If you’ve been to any Hudson’s Bay stores outside of their top locations, you might notice that they look forlorn. The company has been in downsizing mode over the course of the pandemic, though, like many struggling large retailers, its problems predate COVID. From refusal to pay leases and shrinking several of its larger stores, to small locations full of empty space, poor product presentation, and discount racks, the department store giant isn’t looking robust these days.

Case in point: its former flagship store at the Hudson’s Bay Centre.

If you’re going to spotlight your house brands, and you’re welcoming back shoppers who are slowly returning to stores, you might want to fill shelves with merchandise.

Unless head office doesn’t give a damn anymore.

I’m voting the latter.

There were portions of the men’s department, especially on the first floor, where you could shoot a cannon and not hit anyone.

These portions are also looking dated, and not in a good way.

The escalators between street level and the 2nd floor, along with those between the 2nd and 3rd floors, have become staircases. Customers paid no attention to the intended direction, leading to two-way traffic in a space too tight to handle it.

The 5th floor’s main concession to the present was this “room of the season” display.

The true attraction of the 5th floor is some fantastic 1970s retail flooring. The earth tones form a nice pairing with nearby Cumberland Terrace.

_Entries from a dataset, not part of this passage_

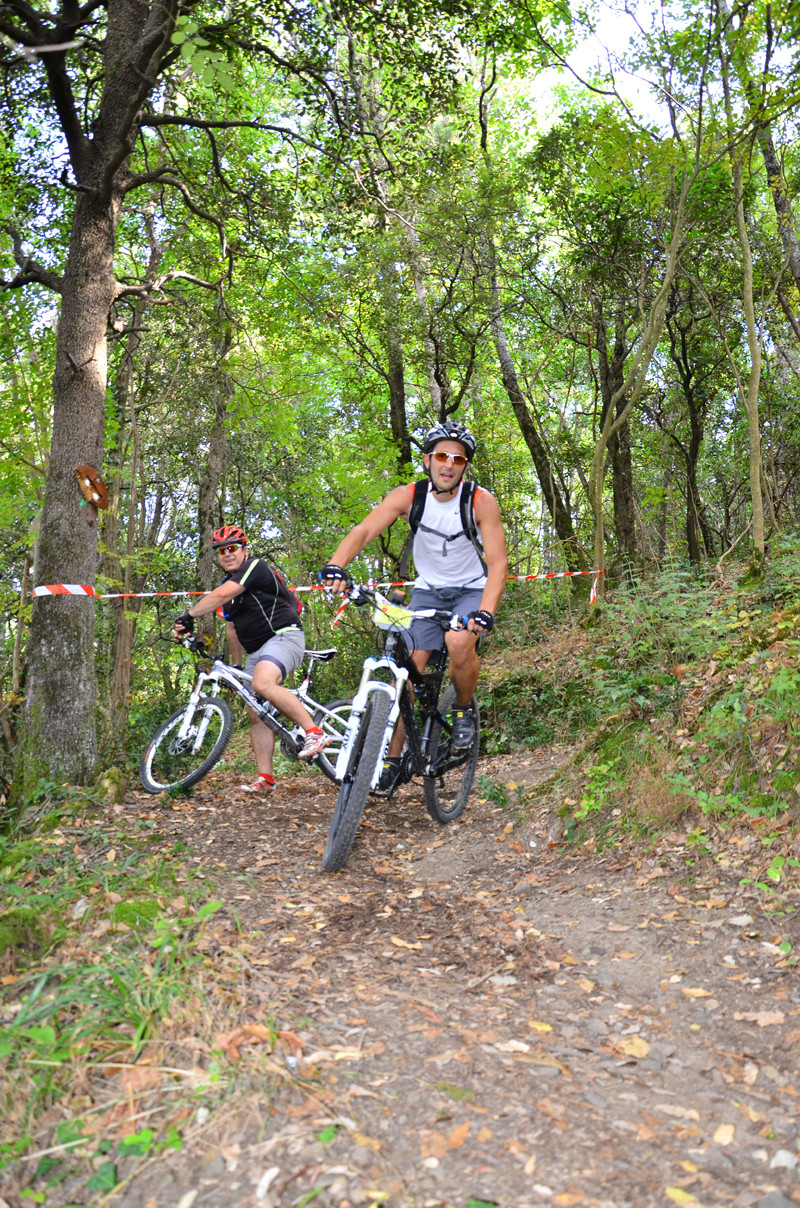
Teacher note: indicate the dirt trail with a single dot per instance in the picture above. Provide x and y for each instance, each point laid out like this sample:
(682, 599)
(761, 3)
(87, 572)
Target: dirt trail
(474, 1020)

I know I saw white flooring like this in malls when I was a kid – thinking parts of Devonshire Mall in Windsor looked like this? Or am I thinking of other places?

Overall, this store feels like death warmed over. There have been rumours about its demise for years, including an unrealized plan to convert it into a Saks Fifth Avenue store when the Bay’s sister chain was introduced to Canada.

This time, it feels like the end is imminent. The removal of the classic yellow logo from the top of the adjoining office tower is not a good sign.

Anyone want to place odds on how long this store remains in operation?

If walking around The Bay left me feeling slightly depressed, going into the Toronto Reference Library raised my spirits. With library services gradually reopening, I wanted to check if the newspaper microfilm library in the basement was back in business.

It was.

The porcupines were equally excited to be back, quickly digging into a reel of late-period Telegram.

At Queen’s Park and Bloor, I noticed a wider-than-usual Heritage Toronto plaque commemorating Taddle Creek.

Next up on the things I haven’t done in months bucket list: visiting a museum in the city. The winner was the Gardiner Museum, where artist Jun Kaneko’s giant head welcomes visitors.

While only two exhibition floors are currently open, the Gardiner is offering free admission for the rest of the summer.

In the Delftware section, these plates honouring King William III and Queen Mary II stood out, mainly because I remember seeing similar ones in the History of the English Speaking Peoples partwork series I loved flipping through as a kid.

Qwilly was impressed by this notice on the way into the second floor galleries.

Continuing west along Bloor, the redevelopment of Mirvish Village carries on.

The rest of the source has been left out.